Shell decidiu naquele momento de profunda amargura e agonia, misturada com ódio e intensa aflição, que em dias vindouros mostraria a seus pares – notadamente para a ala feminina, que ele se consubstanciava num ser humano normal – um cidadão como os demais, tentando se adaptar numa escola de riquinhos e mimados, onde ele, até aquele momento cruciante, não passava de um estranho no ninho. Maldito “bigo.” Tudo acontecendo por causa dessa droga de “bigo.” “Bigo, bigo, bigo”! O nervosismo bateu forte, tão violentamente estrondoso que não evitou de se aliviar ali mesmo, na calça.

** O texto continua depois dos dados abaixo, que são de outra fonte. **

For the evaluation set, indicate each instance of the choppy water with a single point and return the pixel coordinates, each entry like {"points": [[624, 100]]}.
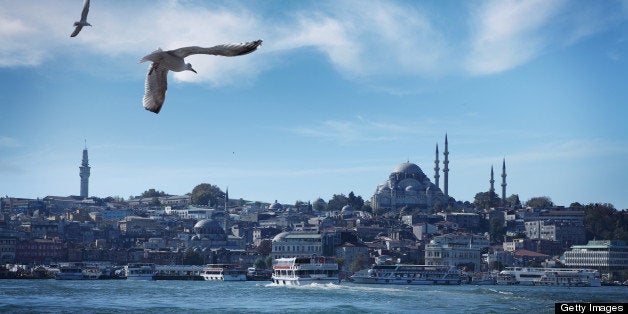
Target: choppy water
{"points": [[114, 296]]}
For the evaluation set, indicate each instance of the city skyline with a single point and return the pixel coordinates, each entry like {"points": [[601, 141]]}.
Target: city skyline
{"points": [[338, 95]]}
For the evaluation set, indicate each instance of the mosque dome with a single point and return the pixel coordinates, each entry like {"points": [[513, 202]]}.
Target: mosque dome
{"points": [[208, 226], [408, 168], [280, 236], [276, 206]]}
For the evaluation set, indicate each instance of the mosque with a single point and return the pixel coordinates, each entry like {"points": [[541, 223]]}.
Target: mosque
{"points": [[407, 185]]}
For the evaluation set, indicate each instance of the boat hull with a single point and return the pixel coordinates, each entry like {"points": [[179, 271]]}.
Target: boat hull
{"points": [[395, 281]]}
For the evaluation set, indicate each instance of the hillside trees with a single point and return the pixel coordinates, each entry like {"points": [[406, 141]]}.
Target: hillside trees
{"points": [[207, 194]]}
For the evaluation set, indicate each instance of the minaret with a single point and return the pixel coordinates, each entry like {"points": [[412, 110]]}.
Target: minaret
{"points": [[436, 168], [492, 181], [84, 173], [503, 182], [446, 169]]}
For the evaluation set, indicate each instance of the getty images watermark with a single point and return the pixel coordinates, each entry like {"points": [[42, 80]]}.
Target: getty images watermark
{"points": [[584, 307]]}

Fugiu como um rato, sem que se deixasse ser percebido. Dia seguinte se dedicaria a seguir pesquisando uma centena de publicações. Todavia, nada. Gastou quinze dias navegando na Internet e lendo compêndios e enciclopédias. Em vão. Encontrou, nessa Via crucis, somente a palavra “biga,” que significava carro romano de duas ou quatro rodas puxado por dois cavalos e “bigu,” – aquele que andava de carona. O maldito do “bigo,” que interessava, para lhe salvar daquela enrascada, tipo lavar a honra, nem sinal.
Resolveu encarar o pai, à noite, logo que seu velho chegou do batente:
— Paiê, o senhor acha meu “bigo” feio ou bonito?
O pai cortou a prosa de maneira fulminante:
— Estou ocupado agora, filho. Pergunte à sua mãe...
Ansioso, Shell não se fez de rogado, nem se deu por vencido. Repetiu a pergunta à mãe, sequioso por uma resposta à altura, ou pelo menos alguma coisa mais concisa que salvasse a sua dignidade e levantasse a moral:

— Mãinhê, a senhora acha o meu “bigo” feio ou bonito?
Com um sorriso largo, a mulher se achegou do jovem. Depositou um beijo demorado em seu rosto e, por fim, respondeu:
— Meu fedelho lindo do coração. Seu “bigo” é o mais bonito que a mamãe já viu em toda a sua vida. Acaso eu sonhe que alguém achou o seu “bigo” feio, juro que aplico uma surra memorável de arrancar pedaços e deixar sequelas seja lá em quem for, por longo tempo...
A mãe se abriu numa respirada para tomar fôlego e continuou, o rosto aberto numa alegria franca:
— Tem mais um detalhe, meu príncipe: essa cicatriz que todos carregamos na altura do ventre, é a maior prova de que a partir do momento em que se faz visível em nosso corpo, é quando efetivamente começamos a viver com os nossos próprios pés.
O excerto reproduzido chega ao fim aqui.